Não estava em Parque Lunamas na fase de Federação Argentina de Boxe. Não foi contra um adversário de alto nível como San Juan Gregório Peraltamas antes do limitado Pilarense Esteban Juárez. Não foi diante de 25.236 pessoas, mas sim diante de algumas centenas de espectadores. Além das diferenças, Karim Crücce construiu no último sábado uma ponte que uniu seu sucesso ao de Oscar Natalio Bonavena: O lutador nascido em Las Flores venceu por nocaute técnico no primeiro round e se tornou o mais jovem campeão argentino dos pesos pesados da história, quebrando um recorde que pertencia a mais de seis décadas atrás. Ringoapenas um dia após o 50º aniversário do assassinato do ídolo Parque Patricios.
Na noite gelada de Almagro, Crücce teve que subir ao ringue em Castro Barros 75 quando o clima ainda estava quente após a polêmica desclassificação de Víctor Centurión em uma das lutas suplementares do card onde enfrentou Kevin Gómez. Nada do clima rarefeito (que incluía a presença de policiais no interior do local) afetou uma das perspectivas interessantes do boxe nacional, que é filho de Walter Javier Cruccemedalhista de ouro nos Jogos Pan-Americanos de Mar del Plata em 1995 e campeão sul-americano dos leves em 1996, e Roxana Labordeque era um candidato ao título mundial dos leves da Federação Internacional de Boxe de 2013.
Apoiado por um bar barulhento que viajou 190 quilômetros de Las Flores para torcer por ele, o jovem candidato ao título vago do individual geral Ele só precisou de 130 segundos para despachar um oponente que o superou facilmente em tonelagem (142,3 mil quilos contra 101,250 na pesagem de sexta-feira), mas foi claramente inferior em velocidade, técnica e precisão. Uma longa combinação que foi fechada com um cruzamento de direita mandou pela primeira vez Juárez para o tatame, que conseguiu se levantar, com bastante sensatez, só para receber outra rajada de socos que o fez cair novamente. Desta vez o árbitro Rubén Figueroa interrompeu sabiamente a ação.

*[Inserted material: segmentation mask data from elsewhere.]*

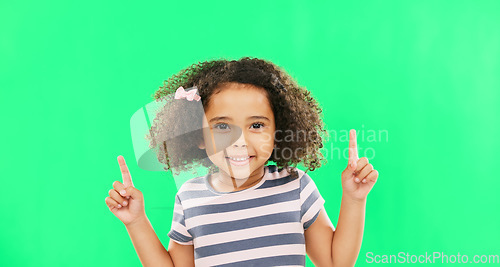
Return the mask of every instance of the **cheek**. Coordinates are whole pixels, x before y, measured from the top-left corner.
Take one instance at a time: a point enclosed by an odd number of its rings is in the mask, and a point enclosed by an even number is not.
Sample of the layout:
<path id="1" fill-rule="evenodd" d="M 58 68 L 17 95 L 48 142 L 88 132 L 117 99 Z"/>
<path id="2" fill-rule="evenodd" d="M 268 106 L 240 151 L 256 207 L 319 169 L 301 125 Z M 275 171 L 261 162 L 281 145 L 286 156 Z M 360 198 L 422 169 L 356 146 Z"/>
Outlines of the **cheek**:
<path id="1" fill-rule="evenodd" d="M 263 133 L 255 140 L 257 149 L 261 153 L 270 154 L 274 148 L 274 136 L 272 133 Z"/>
<path id="2" fill-rule="evenodd" d="M 263 132 L 261 134 L 261 139 L 262 139 L 262 142 L 273 144 L 274 143 L 274 130 L 270 129 L 270 130 Z"/>
<path id="3" fill-rule="evenodd" d="M 208 158 L 213 163 L 220 163 L 220 162 L 223 162 L 225 160 L 225 156 L 224 156 L 224 152 L 223 151 L 219 151 L 219 152 L 217 152 L 215 154 L 211 154 L 211 155 L 208 156 Z"/>
<path id="4" fill-rule="evenodd" d="M 269 143 L 263 143 L 259 145 L 259 151 L 266 154 L 270 154 L 273 151 L 273 148 L 274 148 L 273 144 Z"/>

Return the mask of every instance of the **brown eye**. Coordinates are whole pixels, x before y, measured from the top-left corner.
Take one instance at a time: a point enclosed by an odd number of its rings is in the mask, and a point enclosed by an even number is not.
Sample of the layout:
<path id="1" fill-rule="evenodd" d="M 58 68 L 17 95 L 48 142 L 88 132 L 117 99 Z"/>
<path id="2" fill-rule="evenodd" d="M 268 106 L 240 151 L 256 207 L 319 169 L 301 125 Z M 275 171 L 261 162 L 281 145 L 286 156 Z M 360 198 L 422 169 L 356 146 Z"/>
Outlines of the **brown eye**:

Juárez, que sofreu a nona derrota como profissional (também tem seis vitórias e um empate), tornou-se o nono homem a sucumbir ao poder dos punhos do boxeador florentino desde sua estreia no boxe de aluguel, há apenas 13 meses, e o oitavo a nem passar do primeiro episódio. O único a ultrapassar essa barreira foi Nahuel Palacios, do Tigre, nocauteado no quarto round.

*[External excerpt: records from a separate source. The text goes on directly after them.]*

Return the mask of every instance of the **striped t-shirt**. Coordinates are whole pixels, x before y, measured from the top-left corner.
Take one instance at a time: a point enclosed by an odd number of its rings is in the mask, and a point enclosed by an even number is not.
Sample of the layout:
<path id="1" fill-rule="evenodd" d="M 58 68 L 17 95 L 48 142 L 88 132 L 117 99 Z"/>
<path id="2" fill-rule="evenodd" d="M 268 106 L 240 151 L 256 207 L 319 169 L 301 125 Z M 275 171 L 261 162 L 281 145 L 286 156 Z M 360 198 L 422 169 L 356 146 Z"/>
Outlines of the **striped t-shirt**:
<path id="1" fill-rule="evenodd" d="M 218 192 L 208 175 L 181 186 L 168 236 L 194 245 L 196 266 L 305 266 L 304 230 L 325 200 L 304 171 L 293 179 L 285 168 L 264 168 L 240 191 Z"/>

Com esta nova definição categórica, Crücce conquistou o cinturão nacional em sua nona competição profissional e depois de apenas 20 anos e 255 diase assim pulverizou a marca de Bonavena, que em 4 de setembro de 1965 derrotou Gregorio Peralta por pontos no Luna Park e se sagrou campeão argentino dos pesos pesados em sua 16ª luta e aos 22 anos e 344 dias.
“Quando me passaram essa informação (o disco), fiquei um pouco mais preocupado. Ringo Ele é um ídolo e conseguir bater seu recorde é algo incrível. Digo às pessoas que me comparam a ele que nem sequer estou à altura dele. Ringo Ele era uma lenda do boxe argentino e nunca chegarei ao que ele foi”, disse Crücce, que como amador foi bicampeão argentino juvenil e campeão argentino sênior, após a vitória.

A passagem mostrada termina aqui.